En tout cas, les traversées d’espaces piétonniers sont évités : c’est bien. Elle est en bitume bien roulant, et elle est bien marquée : panneaux réglementaires (voie conseillée), logos vélos et bande axiale. En revanche, elle est un peu étroite (2,50 m maxi) et elle n’est pas séparée physiquement de la partie piétonne, ce qui est source de conflit et de dangers, et contraire à la réglementation (loi sur le handicap en particulier). Sur le parking de la plage, près du poste de surveillance, deux séries de beaux arceaux de stationnement ont été installés dans les règles de l’art : c’est très bien. Il n’y a pas de jalonnement. Sur une aussi courte portion sans continuité d’itinéraire, ce n’est pas nécessaire.

La voiture d’abord. Globalement, l’EV4 a gagné 500 m d’un aménagement convenable  dans une perspective exclusive d’usage  « loisirs » du vélo : les « utilitaires » trouveront un intérêt au double-sens, les « sportifs » passeront au large. Cette piste rend particulièrement visible l’impossibilité des élus, en particulier dans les communes littorales, à remettre en cause la place privilégiée de la voiture. Ici, on a préféré préserver quelques places de stationnement et la possibilité de longer la mer en voiture à la tranquillité de tous, riverains compris. Dans cette perspective, on s’étonne que les services de l’Etat (Ministère de l’écologie), si prompts parfois à refuser un aménagement cyclable en front de mer, ne trouvent rien à redire sur  cette hiérarchisation de l’utilisation d’un espace rare et fragile : la voiture d’abord (y compris pour son stationnement), les piétons et les cyclistes là où (et si) il reste de l’espace …

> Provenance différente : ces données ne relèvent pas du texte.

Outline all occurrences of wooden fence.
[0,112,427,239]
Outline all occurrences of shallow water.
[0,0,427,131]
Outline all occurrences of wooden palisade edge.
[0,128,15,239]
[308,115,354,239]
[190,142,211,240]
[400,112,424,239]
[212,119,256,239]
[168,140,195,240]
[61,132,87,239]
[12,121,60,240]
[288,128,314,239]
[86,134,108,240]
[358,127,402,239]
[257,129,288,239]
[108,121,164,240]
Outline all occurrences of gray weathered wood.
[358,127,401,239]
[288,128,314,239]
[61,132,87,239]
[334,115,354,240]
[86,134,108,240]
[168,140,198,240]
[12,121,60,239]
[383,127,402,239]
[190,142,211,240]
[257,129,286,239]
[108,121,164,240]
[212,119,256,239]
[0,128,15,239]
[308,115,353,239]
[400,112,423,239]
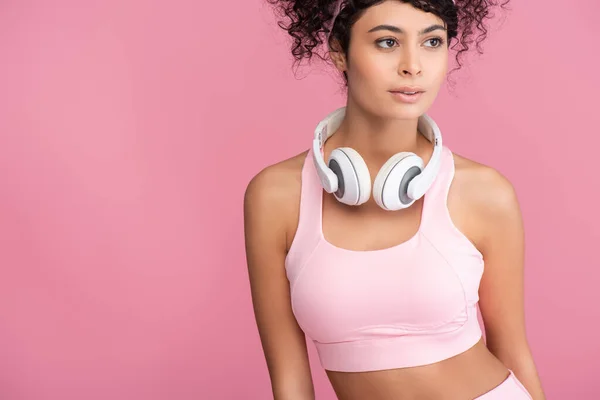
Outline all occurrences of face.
[332,0,448,119]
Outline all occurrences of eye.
[427,37,444,48]
[375,38,396,49]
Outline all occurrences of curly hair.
[267,0,510,86]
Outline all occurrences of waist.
[314,307,482,372]
[326,338,509,400]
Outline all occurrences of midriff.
[325,338,509,400]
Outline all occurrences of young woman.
[244,0,544,400]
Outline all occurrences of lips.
[390,86,425,95]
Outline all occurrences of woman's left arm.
[479,170,545,400]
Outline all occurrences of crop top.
[285,146,484,372]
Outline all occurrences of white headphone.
[312,107,442,211]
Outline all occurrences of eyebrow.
[369,24,446,36]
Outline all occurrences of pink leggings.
[475,369,533,400]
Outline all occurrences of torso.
[272,146,509,400]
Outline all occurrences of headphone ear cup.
[373,152,424,211]
[327,147,371,206]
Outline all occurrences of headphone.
[312,107,442,211]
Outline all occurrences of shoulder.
[454,153,517,212]
[453,153,521,245]
[244,151,307,205]
[244,151,308,238]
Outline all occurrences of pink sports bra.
[285,146,483,372]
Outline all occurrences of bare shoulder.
[449,153,521,252]
[244,151,308,247]
[454,153,517,213]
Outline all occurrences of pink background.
[0,0,600,400]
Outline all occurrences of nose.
[398,46,422,76]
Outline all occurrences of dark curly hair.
[267,0,510,90]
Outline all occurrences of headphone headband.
[312,107,443,200]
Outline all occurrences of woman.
[244,0,544,400]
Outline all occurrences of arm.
[244,167,314,400]
[479,169,545,400]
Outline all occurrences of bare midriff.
[325,338,509,400]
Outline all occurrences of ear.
[329,39,348,72]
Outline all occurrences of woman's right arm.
[244,165,315,400]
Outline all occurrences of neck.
[327,102,433,164]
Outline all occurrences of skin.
[244,1,545,400]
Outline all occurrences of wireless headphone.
[312,107,442,211]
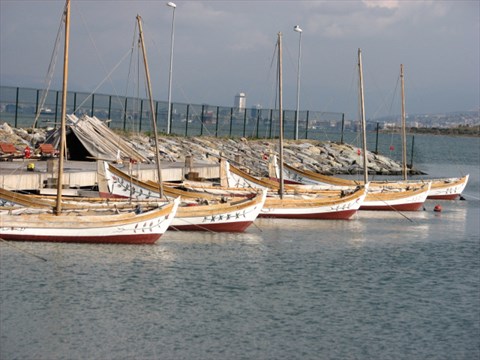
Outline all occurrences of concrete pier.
[0,160,220,191]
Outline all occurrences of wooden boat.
[273,65,469,201]
[0,0,180,244]
[264,49,432,211]
[221,33,366,219]
[100,162,267,232]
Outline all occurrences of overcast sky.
[0,0,480,118]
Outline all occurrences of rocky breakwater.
[0,123,420,176]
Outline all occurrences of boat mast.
[358,49,368,185]
[277,32,284,199]
[400,64,408,180]
[137,15,163,198]
[55,0,70,215]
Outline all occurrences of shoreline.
[0,123,424,176]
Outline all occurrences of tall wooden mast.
[137,15,163,198]
[400,64,408,180]
[277,32,284,199]
[358,49,368,185]
[55,0,70,215]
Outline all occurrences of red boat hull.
[258,210,357,220]
[360,202,423,211]
[168,221,253,232]
[427,194,460,200]
[2,234,161,245]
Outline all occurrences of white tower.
[234,93,247,111]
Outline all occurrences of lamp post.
[167,1,177,134]
[293,25,303,140]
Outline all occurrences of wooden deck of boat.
[0,160,220,191]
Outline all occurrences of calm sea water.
[0,137,480,360]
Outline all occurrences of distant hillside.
[375,110,480,129]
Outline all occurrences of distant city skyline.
[0,0,480,118]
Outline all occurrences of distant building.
[233,93,247,111]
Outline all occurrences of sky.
[0,0,480,119]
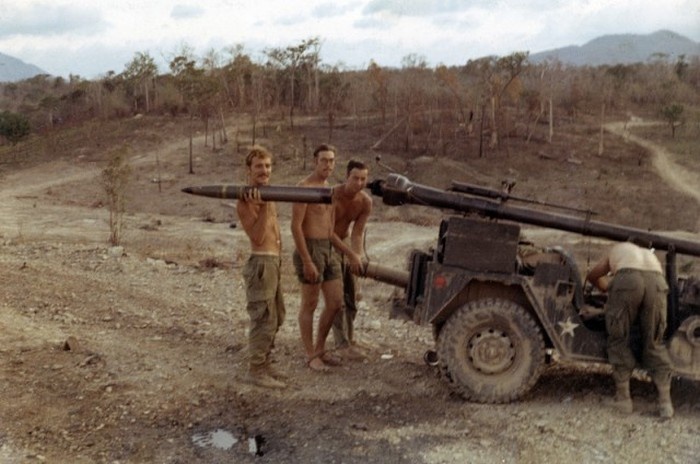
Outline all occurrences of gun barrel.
[182,184,333,203]
[358,261,409,288]
[370,174,700,256]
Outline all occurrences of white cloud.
[0,0,700,78]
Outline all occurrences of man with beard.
[333,160,372,360]
[236,147,286,388]
[291,144,343,371]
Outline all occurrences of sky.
[0,0,700,79]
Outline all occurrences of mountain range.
[529,30,700,66]
[0,53,48,82]
[0,30,700,82]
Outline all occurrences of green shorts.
[292,238,343,284]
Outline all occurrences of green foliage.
[0,111,31,145]
[661,103,683,137]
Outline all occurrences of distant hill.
[529,31,700,66]
[0,53,48,82]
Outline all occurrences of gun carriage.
[185,174,700,403]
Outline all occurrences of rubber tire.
[437,298,545,403]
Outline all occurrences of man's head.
[345,160,369,194]
[245,145,272,185]
[314,143,335,179]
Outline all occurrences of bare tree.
[265,37,320,129]
[123,52,158,113]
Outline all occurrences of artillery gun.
[369,174,700,403]
[185,174,700,403]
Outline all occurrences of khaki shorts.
[292,238,342,284]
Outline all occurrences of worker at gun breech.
[586,238,673,418]
[236,146,286,388]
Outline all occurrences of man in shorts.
[586,240,673,418]
[333,160,372,360]
[236,147,286,388]
[291,144,343,371]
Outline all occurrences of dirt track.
[0,120,700,464]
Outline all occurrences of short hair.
[314,143,336,158]
[245,145,272,167]
[345,160,369,176]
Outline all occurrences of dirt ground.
[0,113,700,464]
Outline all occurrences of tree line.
[0,37,700,150]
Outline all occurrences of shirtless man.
[586,241,673,418]
[236,147,286,388]
[333,160,372,360]
[292,145,343,371]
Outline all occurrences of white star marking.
[558,317,580,338]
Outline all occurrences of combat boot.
[245,364,287,388]
[608,380,632,414]
[655,379,673,419]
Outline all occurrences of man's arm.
[350,195,372,256]
[586,255,610,292]
[236,189,272,246]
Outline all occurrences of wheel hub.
[467,329,515,374]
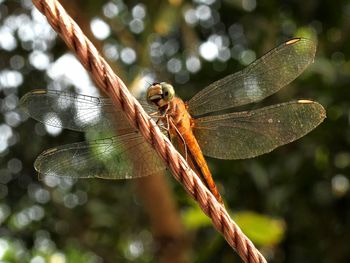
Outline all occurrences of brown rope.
[33,0,266,263]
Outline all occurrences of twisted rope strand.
[33,0,266,263]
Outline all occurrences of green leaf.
[232,211,285,245]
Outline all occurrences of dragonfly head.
[147,82,175,107]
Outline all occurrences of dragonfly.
[20,38,326,203]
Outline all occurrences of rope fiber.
[33,0,267,263]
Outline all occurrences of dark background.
[0,0,350,262]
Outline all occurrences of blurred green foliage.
[0,0,350,262]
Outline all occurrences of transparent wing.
[194,100,326,159]
[34,133,165,179]
[20,90,156,132]
[188,38,316,115]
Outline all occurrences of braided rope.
[33,0,266,263]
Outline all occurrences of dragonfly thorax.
[147,82,175,108]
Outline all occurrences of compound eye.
[160,82,175,101]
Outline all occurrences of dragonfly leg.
[167,119,187,162]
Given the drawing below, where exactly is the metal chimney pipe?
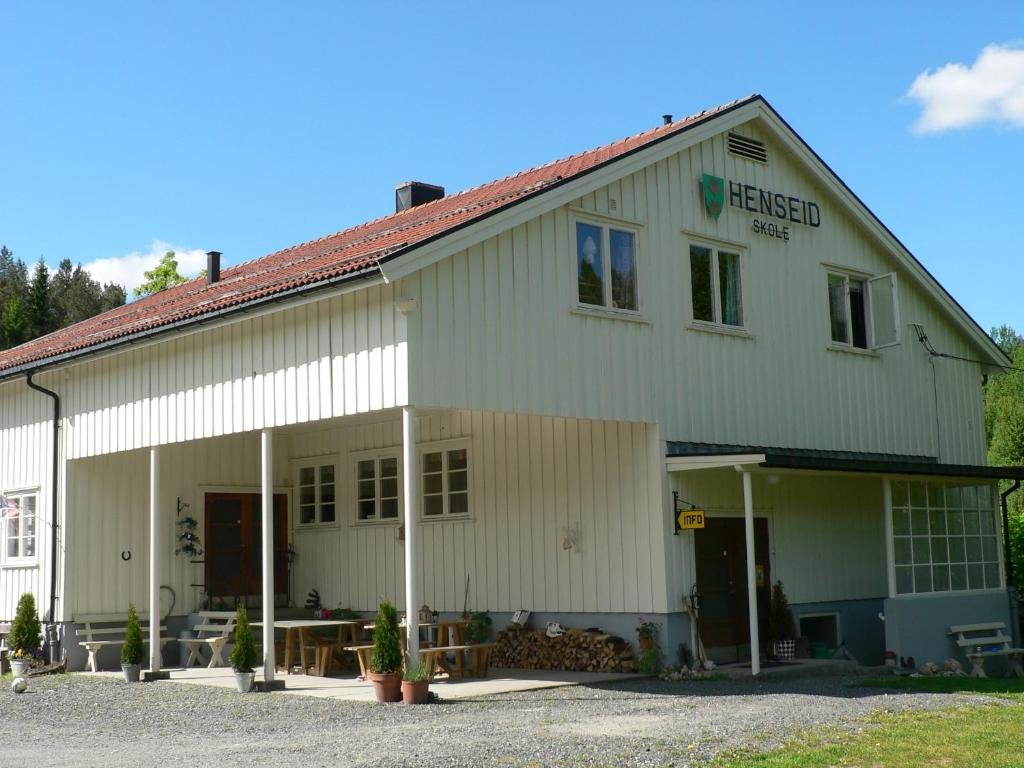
[206,251,220,286]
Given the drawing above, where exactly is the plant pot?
[401,680,430,703]
[121,664,142,683]
[772,640,797,662]
[367,672,401,703]
[234,670,256,693]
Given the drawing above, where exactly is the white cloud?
[82,240,206,298]
[906,45,1024,133]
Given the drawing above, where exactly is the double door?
[206,494,288,602]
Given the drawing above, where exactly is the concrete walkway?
[76,667,641,701]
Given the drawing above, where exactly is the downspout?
[25,371,60,664]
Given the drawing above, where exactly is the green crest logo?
[700,173,725,220]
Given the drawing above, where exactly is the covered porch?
[667,442,1024,675]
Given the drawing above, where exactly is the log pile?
[490,625,636,672]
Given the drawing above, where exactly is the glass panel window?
[893,482,1000,594]
[422,447,469,517]
[690,245,743,328]
[575,221,639,312]
[0,493,37,562]
[355,456,400,522]
[298,462,337,525]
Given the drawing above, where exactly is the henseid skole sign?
[700,173,821,243]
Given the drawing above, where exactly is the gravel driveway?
[0,675,990,768]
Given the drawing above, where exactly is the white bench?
[178,610,237,669]
[75,613,173,672]
[948,622,1024,677]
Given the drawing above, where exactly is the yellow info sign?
[676,509,705,530]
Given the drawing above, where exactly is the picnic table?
[252,618,366,675]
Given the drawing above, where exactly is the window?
[690,240,743,328]
[420,445,469,519]
[577,221,639,312]
[298,461,336,525]
[355,454,401,522]
[0,492,38,564]
[892,481,1002,594]
[828,271,899,349]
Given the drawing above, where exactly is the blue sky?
[0,2,1024,331]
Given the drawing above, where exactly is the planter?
[367,672,401,703]
[121,664,142,683]
[772,640,797,662]
[401,680,430,703]
[234,670,256,693]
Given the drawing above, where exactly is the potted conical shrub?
[7,592,43,678]
[121,603,145,683]
[368,600,401,703]
[768,582,797,662]
[401,660,430,703]
[230,605,259,693]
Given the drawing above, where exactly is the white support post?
[260,429,275,689]
[882,477,896,597]
[743,470,761,675]
[401,406,415,664]
[150,446,163,675]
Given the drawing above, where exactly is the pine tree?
[7,592,43,651]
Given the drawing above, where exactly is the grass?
[714,678,1024,768]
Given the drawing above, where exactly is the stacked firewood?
[490,625,636,672]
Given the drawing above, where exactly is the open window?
[828,271,900,349]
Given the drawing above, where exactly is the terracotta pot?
[367,672,401,703]
[401,680,430,703]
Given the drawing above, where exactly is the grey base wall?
[885,592,1011,671]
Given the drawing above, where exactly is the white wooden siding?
[56,286,408,459]
[68,412,667,614]
[407,123,985,464]
[670,469,888,603]
[0,377,59,621]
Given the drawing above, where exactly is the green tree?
[121,603,145,664]
[7,592,43,650]
[135,251,188,298]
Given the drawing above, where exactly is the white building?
[0,96,1024,663]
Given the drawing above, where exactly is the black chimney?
[206,251,220,286]
[394,181,444,213]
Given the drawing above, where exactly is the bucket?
[178,630,196,667]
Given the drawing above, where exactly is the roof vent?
[206,251,220,286]
[394,181,444,213]
[728,133,768,163]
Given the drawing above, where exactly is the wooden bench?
[178,610,237,669]
[948,622,1024,677]
[420,643,497,680]
[75,613,174,672]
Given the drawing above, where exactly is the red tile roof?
[0,96,757,378]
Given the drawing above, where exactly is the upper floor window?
[828,270,899,349]
[0,490,38,565]
[690,244,743,328]
[575,221,639,312]
[420,443,469,518]
[355,453,400,522]
[297,460,337,525]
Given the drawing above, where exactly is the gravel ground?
[0,675,1007,768]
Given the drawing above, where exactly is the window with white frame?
[354,453,401,522]
[420,443,469,519]
[690,243,743,328]
[892,480,1002,594]
[828,269,900,349]
[297,459,337,525]
[575,221,640,312]
[0,490,39,565]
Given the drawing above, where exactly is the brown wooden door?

Une EV4 en pointillés. Enfin, et peut-être surtout, le pointillé que représente cette courte piste sur la carte de l’EV4 met en évidence  tous les creux qu’il faudrait combler pour que l’itinéraire côtier du Calvados prenne sens … Bref : en progrès, mais doit faire mieux et beaucoup plus, le temps presse !

Crédit photo : Jérôme.

A chaque extrémité, une bande à contresens (trop étroite) permet de rejoindre la piste. A l’ouest, elle oblige les cyclistes à traverser à angle droit. De ce même côté, les cyclistes quittant la piste  doivent franchir une bordure trop haute.

La piste, située en bordure immédiate de la chaussée, est bien revêtue,
mais trop étroite et pas séparée de l’espace « piétons » de la digue.

A l’est, les cyclistes sont amenés jusqu’au carrefour dans une sorte d’entonnoir plutôt étroit,
qui  n’apporte rien et se remplit de sable.

Des arceaux ont été installés à proximité du poste de secours.